If you walk north from my front door a half block, the sidewalk dead ends into a path juxtapositioned between the golf course and Leahy Park. Continue a few hundred feet and turn east on Lincoln Avenue, and eventually cross Sheridan. Go past the water reclamation building and around the athletic center, and you will come to my favorite place.
Wend your way through the ambling students and the outdoor athletic field, and eventually you will reach Lake Michigan. Almost as if by surprise, the incomprehensible body of water jets into view framed by green grass over landfill, a winding path along the waterfront, and an odd assortment of grafitti'd concrete haphazardly placed as an embankment.
This is my Evanston
This is particularly odd for a guy who has never owned a beach pass, hates sand, and rarely swims in anything but pools.
Certainly my youth was much more colored by the shops lining Central Street on the northwest side. Primordial memories of riding in the back seat of my mother's Buick station wagon while we dropped off laundry at the drive through dry cleaners. Or stealing my first candy at Deacon's Dime Store and then feeling remorse shortly thereafter. There were trips through the alley that started adjacent to the old house on Lawndale and ended at the White Hen Pantry.
The pantry eventually turned into a 7-11. Then it closed. The Deacon's is now a real estate office. Strangely, the dry cleaner still stands. The path leads from Central Street, through a tunnel where laundry is dropped off at a window, and then dead ends into the same alley that I use to traverse to get to White Hen.
Did I mention the Baskin Robbins?
Adulthood has changed my paths, although I still awake occasionally from childhood dreams with the taste of the Lawndale house on my lips. I drive past occasionally but the facade has changed.
It's not the same.
My kids and I now walk Sherman or Orrington to get downtown. We pass by the 201 bus stop I used to take home after going to my after-school tutor when I was diagnosed with a learning disability. The Betty's Of Winnetka has long been replaced by some store or another.
We cut through fountain square (much the same as my childhood) and end at the renovated Chandlers Building and eat at Edzo's or Potbellys.
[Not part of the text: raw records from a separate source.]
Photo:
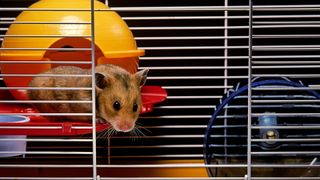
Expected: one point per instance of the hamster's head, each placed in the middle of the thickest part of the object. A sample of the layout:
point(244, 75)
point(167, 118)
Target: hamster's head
point(118, 96)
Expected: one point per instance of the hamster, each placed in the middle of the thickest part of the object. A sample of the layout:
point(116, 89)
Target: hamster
point(118, 98)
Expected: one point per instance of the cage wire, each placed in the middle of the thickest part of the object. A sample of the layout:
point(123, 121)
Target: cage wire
point(243, 95)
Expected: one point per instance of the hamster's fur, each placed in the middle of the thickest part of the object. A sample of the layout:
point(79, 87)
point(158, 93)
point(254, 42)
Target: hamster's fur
point(118, 99)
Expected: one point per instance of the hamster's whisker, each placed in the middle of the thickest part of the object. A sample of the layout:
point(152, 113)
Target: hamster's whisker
point(146, 129)
point(138, 131)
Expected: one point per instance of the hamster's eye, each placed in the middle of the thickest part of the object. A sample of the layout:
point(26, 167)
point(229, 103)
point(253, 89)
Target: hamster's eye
point(116, 106)
point(135, 107)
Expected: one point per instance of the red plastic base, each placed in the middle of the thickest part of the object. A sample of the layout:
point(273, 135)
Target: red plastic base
point(40, 126)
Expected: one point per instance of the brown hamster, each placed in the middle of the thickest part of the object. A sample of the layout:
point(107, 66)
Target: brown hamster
point(118, 98)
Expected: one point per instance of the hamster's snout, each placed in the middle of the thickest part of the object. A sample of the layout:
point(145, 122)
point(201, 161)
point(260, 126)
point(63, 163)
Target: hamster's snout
point(123, 126)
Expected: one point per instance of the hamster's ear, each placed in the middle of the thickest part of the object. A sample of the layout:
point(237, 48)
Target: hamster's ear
point(101, 81)
point(141, 77)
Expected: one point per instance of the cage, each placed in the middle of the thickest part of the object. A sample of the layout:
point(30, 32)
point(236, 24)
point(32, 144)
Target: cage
point(242, 84)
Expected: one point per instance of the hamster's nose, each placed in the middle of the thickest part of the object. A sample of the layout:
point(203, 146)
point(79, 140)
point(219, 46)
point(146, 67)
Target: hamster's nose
point(124, 127)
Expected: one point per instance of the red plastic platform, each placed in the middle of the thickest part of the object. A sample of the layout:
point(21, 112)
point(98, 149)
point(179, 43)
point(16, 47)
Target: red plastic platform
point(40, 126)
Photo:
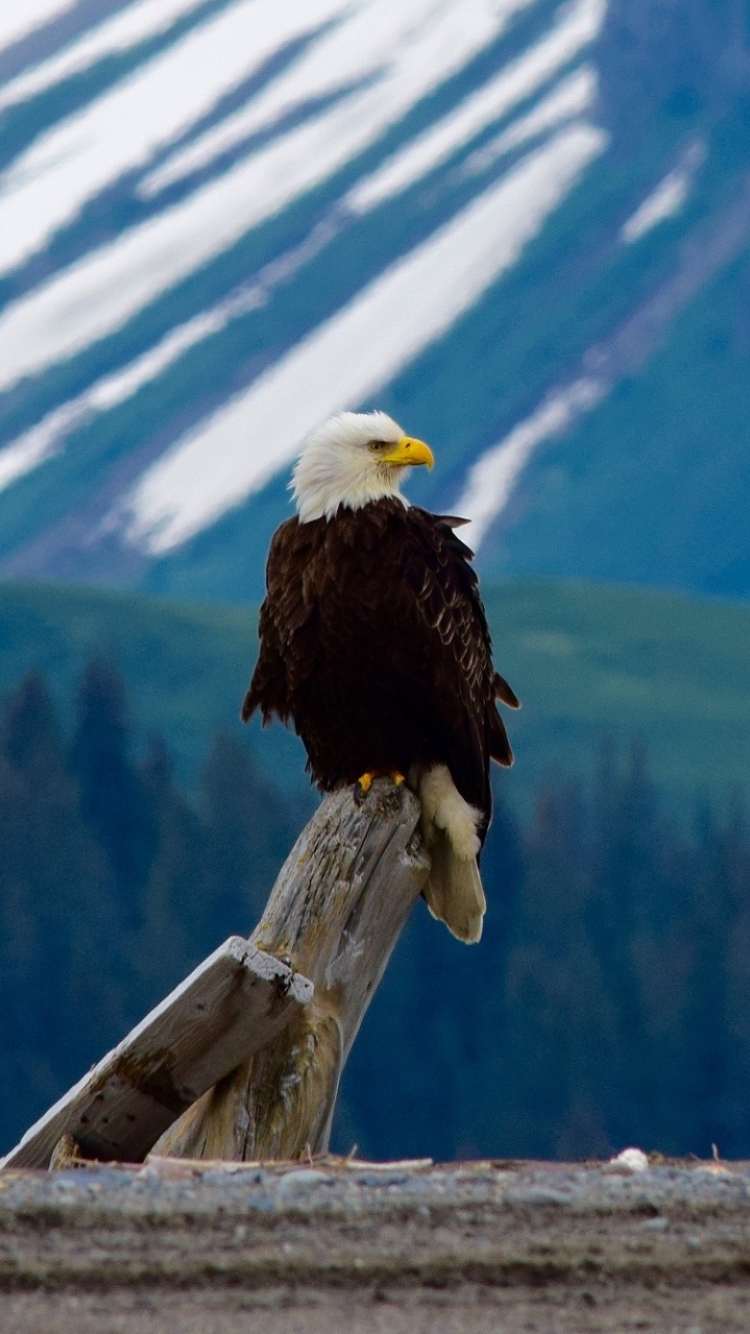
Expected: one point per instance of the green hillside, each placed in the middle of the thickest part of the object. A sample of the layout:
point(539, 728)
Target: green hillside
point(585, 659)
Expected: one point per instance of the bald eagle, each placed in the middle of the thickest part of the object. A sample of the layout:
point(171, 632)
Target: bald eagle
point(374, 644)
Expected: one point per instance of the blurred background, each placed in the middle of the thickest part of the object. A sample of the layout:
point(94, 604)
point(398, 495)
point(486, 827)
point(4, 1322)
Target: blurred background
point(522, 228)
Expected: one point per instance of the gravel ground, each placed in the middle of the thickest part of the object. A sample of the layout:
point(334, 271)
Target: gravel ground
point(362, 1247)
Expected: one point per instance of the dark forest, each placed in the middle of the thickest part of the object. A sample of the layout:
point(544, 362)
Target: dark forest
point(607, 1003)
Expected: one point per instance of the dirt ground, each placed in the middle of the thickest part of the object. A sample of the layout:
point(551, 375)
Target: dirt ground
point(366, 1247)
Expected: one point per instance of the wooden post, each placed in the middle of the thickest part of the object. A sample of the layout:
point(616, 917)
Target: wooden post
point(334, 915)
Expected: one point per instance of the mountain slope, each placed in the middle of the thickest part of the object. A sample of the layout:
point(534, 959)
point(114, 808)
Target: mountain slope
point(495, 218)
point(586, 660)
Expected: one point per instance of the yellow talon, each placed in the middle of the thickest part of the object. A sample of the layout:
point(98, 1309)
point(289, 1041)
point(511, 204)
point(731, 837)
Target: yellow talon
point(368, 778)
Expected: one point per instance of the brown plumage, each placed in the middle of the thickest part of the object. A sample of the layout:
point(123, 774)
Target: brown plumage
point(374, 644)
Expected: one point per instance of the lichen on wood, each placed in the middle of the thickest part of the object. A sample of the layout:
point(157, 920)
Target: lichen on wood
point(335, 914)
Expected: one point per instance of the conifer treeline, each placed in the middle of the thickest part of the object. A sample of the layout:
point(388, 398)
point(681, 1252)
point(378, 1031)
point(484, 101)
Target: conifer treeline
point(609, 1002)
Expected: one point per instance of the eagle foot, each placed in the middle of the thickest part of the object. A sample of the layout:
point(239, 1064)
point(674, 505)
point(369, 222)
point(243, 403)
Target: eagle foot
point(364, 781)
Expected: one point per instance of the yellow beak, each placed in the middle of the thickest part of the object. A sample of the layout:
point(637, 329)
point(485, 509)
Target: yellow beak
point(409, 452)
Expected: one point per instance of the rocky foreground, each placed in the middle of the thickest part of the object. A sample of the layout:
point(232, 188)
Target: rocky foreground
point(350, 1246)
And we always walk home along the lake. Down the same path but from the opposite direction. Passing the rumbling machinery as Northwestern builds new constructs of glass and steel facing the lake. The strange beauty of technological colossus adjacent to greenery and natural waterway.
Katie, the kids, and I.
I have changed since childhood. I walk different paths.
Yet my city still lives. Like me, filled with contradictions. The ugly concrete slabs slathered with multicolored paint somehow not detracting from the picturesque lakefront.
Familiar yet mysterious. Uncertain. My DNA entwined in a small imprint of soil. On a street full of houses. In a world full of cities.
The place I was born. Where I spent the only eight years with my father. Where I brought my children home from the hospital.